The grant will fund research surrounding next-generation human models that could potentially aid in the development of treatment for glioblastoma.A researcher from the University of Alabama at Birmingham Department of Pathology recently received a $3.09 million R01 grant to research next-generation human models to improve the development of drugs targeting glioblastoma. Glioblastoma is a complex, deadly and treatment-resistant cancer that is estimated to take approximately 10,000 lives in the United States per year, according to the National Brain Tumor Society.

C. Ryan Miller, M.D., Ph.D., the Vishnu Reddy Translational Research Endowed Professor and division director of Neuropathology, received funding from the National Cancer Institute for the grant, titled “Credentialing next-generation human glioma models for precision therapeutics,” for research over the next five years.

“Many preclinical studies sound promising; but when they try them in the clinic, they don’t work,” Miller said. “We’re focused on precision oncology. To give the right patient the right drug at the right time, you have to do molecular diagnostics.”

Patients with glioblastoma are typically treated with surgery, followed by radiation and a drug, temozolomide, that Miller calls, a “DNA-damaging agent.” With no treatment whatsoever, average patient life expectancy from diagnosis is three to six months; radiation may add six to nine months and chemotherapy another three months.

Miller’s research aims to identify the genetic abnormalities of these tumors and target those with new drugs. The target they are interested in is the epidermal growth factor receptor or EGFR gene, which provides instructions for making a receptor protein that can bind with other proteins in the body to help the cell respond to its environment. EGFR is key to one of the so-called “hallmarks of cancer,” namely sustaining proliferative signaling, or fueling cancer growth.

In the mid-2000s, clinical trials were conducted on GBM using first-generation EGFR tyrosine kinase inhibitors, which is a targeted therapy that identifies and attacks specific types of cancer cells while causing less damage to normal cells. These clinical trials used TKIs for GBM because of their success with EGFR-driven lung cancer. However, researchers have since learned that the drugs tested did not penetrate the brain very well, and that the biology of EGFR is very different between the lung and the brain, including the location of mutations.

“The research showed that we are unable to give glioblastoma patients a drug designed to treat a non-brain tumor,” Miller explained. “There’s a blood-brain barrier that prevents drugs from getting in in the first place.”

Miller says another challenge to treating these aggressive tumors is that most clinical trials for cancer are conducted for patients with recurring tumors.

“This changes the genetics and the biology of the tumor,” Miller explained. “We have to treat patients with newly diagnosed disease so that we can perform molecular tests on their surgically removed tumors in order to guide therapy.”

C. Ryan Miller, M.D., Ph.D
Photography: Lexi CoonUsing modeling technology from co-Principal Investigator Frank Furnari, Ph.D., at the University of California-San Diego and patient-derived tumor models from UAB, Donald O’Rourke, M.D., co-PI at the University of Pennsylvania, and collaborator Jann Sarkaria, M.D., at the Mayo Clinic, Miller will develop a series of genetically engineered human tumor models they can place in immune-deficient animal models that will not reject the tumors. They can then control the mutations that drive tumor growth, to understand specific mechanisms of the drugs designed to treat them.

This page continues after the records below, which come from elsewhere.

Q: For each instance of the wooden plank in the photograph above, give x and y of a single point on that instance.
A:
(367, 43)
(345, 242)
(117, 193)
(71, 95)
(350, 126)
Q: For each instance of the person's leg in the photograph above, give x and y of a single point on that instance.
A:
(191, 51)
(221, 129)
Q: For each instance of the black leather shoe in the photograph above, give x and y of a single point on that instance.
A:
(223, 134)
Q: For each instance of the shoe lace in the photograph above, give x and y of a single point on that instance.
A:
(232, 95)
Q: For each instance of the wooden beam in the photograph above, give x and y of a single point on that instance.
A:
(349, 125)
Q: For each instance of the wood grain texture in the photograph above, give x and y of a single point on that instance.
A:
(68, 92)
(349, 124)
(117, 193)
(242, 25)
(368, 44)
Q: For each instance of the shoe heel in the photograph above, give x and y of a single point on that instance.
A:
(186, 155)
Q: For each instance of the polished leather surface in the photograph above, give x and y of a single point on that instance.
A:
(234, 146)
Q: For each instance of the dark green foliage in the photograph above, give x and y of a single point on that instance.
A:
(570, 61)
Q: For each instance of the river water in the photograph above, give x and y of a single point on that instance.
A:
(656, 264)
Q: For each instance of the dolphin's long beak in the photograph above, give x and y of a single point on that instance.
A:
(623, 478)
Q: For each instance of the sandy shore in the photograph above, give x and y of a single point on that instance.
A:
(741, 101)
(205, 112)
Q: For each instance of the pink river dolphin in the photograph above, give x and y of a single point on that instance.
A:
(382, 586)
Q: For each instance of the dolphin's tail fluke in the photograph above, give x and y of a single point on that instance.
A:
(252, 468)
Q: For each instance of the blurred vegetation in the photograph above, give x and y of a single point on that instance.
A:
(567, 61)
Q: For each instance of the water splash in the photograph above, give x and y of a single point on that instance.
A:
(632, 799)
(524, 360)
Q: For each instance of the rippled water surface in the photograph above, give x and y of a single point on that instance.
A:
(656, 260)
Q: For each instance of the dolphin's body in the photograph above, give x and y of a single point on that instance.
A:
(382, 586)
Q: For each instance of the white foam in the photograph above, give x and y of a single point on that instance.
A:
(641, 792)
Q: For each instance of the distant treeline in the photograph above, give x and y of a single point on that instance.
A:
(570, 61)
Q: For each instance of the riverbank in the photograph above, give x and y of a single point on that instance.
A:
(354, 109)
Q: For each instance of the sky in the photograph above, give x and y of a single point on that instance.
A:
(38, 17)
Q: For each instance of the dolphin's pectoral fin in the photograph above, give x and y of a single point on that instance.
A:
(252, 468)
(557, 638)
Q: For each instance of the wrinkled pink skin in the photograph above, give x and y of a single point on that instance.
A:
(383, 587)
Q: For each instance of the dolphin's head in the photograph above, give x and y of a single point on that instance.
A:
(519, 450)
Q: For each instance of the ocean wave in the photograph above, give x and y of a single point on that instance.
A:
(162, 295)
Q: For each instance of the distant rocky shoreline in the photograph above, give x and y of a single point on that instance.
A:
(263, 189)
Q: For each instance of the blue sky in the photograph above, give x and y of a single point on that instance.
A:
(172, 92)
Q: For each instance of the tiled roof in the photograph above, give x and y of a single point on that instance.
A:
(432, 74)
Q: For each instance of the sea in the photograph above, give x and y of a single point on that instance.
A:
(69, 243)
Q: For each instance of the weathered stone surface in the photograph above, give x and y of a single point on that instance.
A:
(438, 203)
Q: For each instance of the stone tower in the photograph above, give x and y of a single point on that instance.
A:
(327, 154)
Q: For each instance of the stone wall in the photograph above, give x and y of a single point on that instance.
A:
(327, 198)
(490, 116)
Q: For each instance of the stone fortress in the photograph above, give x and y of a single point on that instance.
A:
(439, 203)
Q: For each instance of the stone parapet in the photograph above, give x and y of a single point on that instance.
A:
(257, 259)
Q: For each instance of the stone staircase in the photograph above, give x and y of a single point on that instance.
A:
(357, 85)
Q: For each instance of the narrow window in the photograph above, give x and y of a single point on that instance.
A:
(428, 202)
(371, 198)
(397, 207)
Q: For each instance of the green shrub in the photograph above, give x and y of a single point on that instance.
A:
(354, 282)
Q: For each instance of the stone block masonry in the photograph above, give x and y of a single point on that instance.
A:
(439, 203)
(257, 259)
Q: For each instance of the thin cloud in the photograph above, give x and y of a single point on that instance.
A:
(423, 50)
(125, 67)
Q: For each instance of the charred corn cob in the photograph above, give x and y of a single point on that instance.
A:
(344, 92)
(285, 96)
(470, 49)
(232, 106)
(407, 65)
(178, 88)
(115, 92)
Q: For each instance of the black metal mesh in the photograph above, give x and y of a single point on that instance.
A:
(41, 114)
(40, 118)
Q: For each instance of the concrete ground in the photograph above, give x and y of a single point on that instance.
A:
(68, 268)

Miller says the factor that interested him in this study initially was the attractiveness of EGFR as a therapeutic target in GBM.

“What we bring to the table is the molecular credentialing that allows us to look at all of the characteristics of this tumor together,” Miller said. “By studying the characteristics of GBM, we can get an idea of how these tumors might become drug-resistant. We are working to ensure every glioblastoma diagnosis would also get genetic testing for EGFR mutations.”

Two of Miller’s co-investigators on the grant, David Nathanson, Ph.D., and Tim Cloughesy, M.D., both at the University of California at Los Angeles, have developed a series of EGFR TKI candidates for the explicit purpose of targeting EGFR-driven GBM. These drugs are promising, Miller says, because they are highly brain-penetrant, can potently target both normal EGFR and the various mutant forms of the receptor, and have limited off-target effects. The UCLA team recently reported the discovery of JCN037, an EGFR TKI that fulfills all of these properties.

Other members of the research team include co-investigators Anita Hjelmeland, Ph.D., associate professor, UAB Department of Cell, Developmental, and Integrative Biology, and Jake Chen, Ph.D., professor of genetics and chief bioinformatics officer of the Informatics Institute at UAB; Zev Binder, M.D., Ph.D., and Hongjun Song, Ph.D., at the University of Pennsylvania; and Gary Johnson at the University of North Carolina.

If the research goes as planned, says Miller, who is a senior scientist with the O’Neal Comprehensive Cancer Center, the multi-institutional team plans to conduct a clinical trial where they would screen patients for specific mutational profiles, including EGFR, and give them a new, updated version of the JCN037 drug.